老婆は「だいたいこの女も悪いやつだった」とか、「餓死しないためにはこうするより仕方がないのだ」といった自己正当化の弁明をし始めるが、その言い草を聞いているうちに、下人は「或勇気」を得るに至る。この新たなる価値観を得た下人は、もはや何の迷いもなくその場で老婆から衣服を追い剥ぎし、彼女を蹴倒しては、羅生門の外、「黒洞々たる夜」の底へと駆け去っていくのだった…!ものすごく有名な短編だが、なかなか独特の味わいがある一編だと言っていいだろう。
しかし、これを聞いている中に、下人の心には、或勇気が生まれて来た。それは、さっき門の下で、この男には欠けていた勇気である。そうして、又さっきこの門の上へ上がって、この老婆を捕えた時の勇気とは、全然、反対な方向に動こうとする勇気である。下人は、餓死をするか盗人になるかに、迷わなかったばかりではない。その時の、この男の心もちから云えば、餓死などと云う事は、殆、考える事さえ出来ない程、意識の外に追い出されていた。(p.16)
末法の世で生き延びるための「或勇気」
老婆の弁明を聞いたことで、どういうわけか、下人のなかに「或勇気」が生まれ出てきて、そこからひといきに決断に至ってしまう。というところが本作のもっともおもしろいところだろう。

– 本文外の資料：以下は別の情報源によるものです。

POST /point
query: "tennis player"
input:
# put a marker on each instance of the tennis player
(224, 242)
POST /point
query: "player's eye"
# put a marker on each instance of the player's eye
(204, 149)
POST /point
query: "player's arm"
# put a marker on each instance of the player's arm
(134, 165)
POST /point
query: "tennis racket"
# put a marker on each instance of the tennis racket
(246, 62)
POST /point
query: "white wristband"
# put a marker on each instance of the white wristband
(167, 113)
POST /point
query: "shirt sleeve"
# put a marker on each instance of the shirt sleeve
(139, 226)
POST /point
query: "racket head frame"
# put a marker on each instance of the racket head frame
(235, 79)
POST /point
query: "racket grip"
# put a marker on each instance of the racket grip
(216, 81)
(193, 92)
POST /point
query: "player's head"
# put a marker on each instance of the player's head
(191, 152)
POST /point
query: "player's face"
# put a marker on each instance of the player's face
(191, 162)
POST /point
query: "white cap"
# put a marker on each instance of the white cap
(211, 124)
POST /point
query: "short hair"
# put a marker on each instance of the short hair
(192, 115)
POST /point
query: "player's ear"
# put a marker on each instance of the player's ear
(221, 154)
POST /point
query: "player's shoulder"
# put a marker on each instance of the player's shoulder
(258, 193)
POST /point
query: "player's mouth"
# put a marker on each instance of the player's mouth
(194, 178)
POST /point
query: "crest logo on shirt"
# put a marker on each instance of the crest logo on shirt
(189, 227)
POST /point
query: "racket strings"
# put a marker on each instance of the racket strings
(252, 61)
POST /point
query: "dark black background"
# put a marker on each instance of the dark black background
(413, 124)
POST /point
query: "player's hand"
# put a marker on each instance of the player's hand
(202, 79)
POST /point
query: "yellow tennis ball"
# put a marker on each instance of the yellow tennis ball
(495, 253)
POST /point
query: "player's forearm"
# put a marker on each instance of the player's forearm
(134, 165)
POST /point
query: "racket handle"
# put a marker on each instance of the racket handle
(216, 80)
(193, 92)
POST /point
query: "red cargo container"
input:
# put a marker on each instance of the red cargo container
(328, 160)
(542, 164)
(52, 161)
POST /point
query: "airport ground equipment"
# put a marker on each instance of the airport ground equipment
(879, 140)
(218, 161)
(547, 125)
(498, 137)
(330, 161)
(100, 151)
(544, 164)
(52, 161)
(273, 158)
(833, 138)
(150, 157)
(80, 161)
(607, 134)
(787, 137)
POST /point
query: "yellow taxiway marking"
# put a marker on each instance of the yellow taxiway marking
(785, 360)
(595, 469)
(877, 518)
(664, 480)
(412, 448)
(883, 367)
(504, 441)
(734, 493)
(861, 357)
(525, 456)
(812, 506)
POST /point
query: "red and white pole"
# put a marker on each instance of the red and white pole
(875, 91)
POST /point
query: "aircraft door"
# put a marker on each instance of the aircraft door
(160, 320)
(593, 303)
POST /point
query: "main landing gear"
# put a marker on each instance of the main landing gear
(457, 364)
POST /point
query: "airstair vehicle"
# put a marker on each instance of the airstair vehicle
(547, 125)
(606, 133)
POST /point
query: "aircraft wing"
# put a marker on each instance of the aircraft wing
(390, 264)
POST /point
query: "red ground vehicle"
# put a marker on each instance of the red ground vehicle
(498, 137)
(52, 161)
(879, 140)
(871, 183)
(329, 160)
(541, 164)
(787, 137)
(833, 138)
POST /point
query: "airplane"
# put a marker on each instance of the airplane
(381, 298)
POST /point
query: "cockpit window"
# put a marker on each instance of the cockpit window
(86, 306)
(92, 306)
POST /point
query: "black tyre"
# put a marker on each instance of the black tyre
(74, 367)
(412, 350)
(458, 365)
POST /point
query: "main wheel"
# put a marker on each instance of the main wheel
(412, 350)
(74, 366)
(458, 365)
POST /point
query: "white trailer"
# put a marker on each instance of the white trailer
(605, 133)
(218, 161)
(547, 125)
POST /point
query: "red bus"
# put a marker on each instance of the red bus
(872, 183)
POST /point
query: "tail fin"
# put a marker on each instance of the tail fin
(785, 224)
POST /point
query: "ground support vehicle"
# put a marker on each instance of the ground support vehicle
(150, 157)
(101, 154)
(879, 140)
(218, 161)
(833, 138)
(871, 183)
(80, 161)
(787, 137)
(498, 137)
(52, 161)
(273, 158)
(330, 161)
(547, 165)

欲望とは常に他者の欲望である、と言ったのはラカンだが、これを踏まえるならば、下人が「或勇気」を得たのは、老婆の行為が末法の世における生存論理を示していることに気がついたからだ、と言うことができるかもしれない。つまり彼は、既存の倫理観の崩壊によって生まれた新たな「他者の要求」を聞いたのだ。そして、この論理こそが、下人が物語冒頭から抱えていた「盗人になる」というアイデアを、「許されざる悪」から「生きるための必然的な手段」という新たな規範へ転換させる大義になったというわけだ。老婆の言い分は、下人の欲望にいわば社会的なお墨付きを与えてくれたのである。
下人が置かれていた状況は一見特殊なものに見えるかもしれない。しかし、本作が描く、世のなかにおける人間のありよう――生きていくためには、自分なりの考えを持ち、それに基づいて行動していくことこそが必要だというのは――現代でも別にそう変わらないことではないか、という気がする。いまの世界だって、「いかに生きるべきか」なんて規範は、少なくともこの日本社会においては与えられていないだろう。資本主義の論理に従って市場競争に邁進し、資本の増殖に寄与することが唯一の規範、ということはできるかもしれないけれど…。既存の価値観が崩壊した世のなかにおいては、個が自ら生きるための論理を構築しなければ生き延びることなどできはしない、という話として、俺は本作を自分に引き寄せるようにして読んだのだった。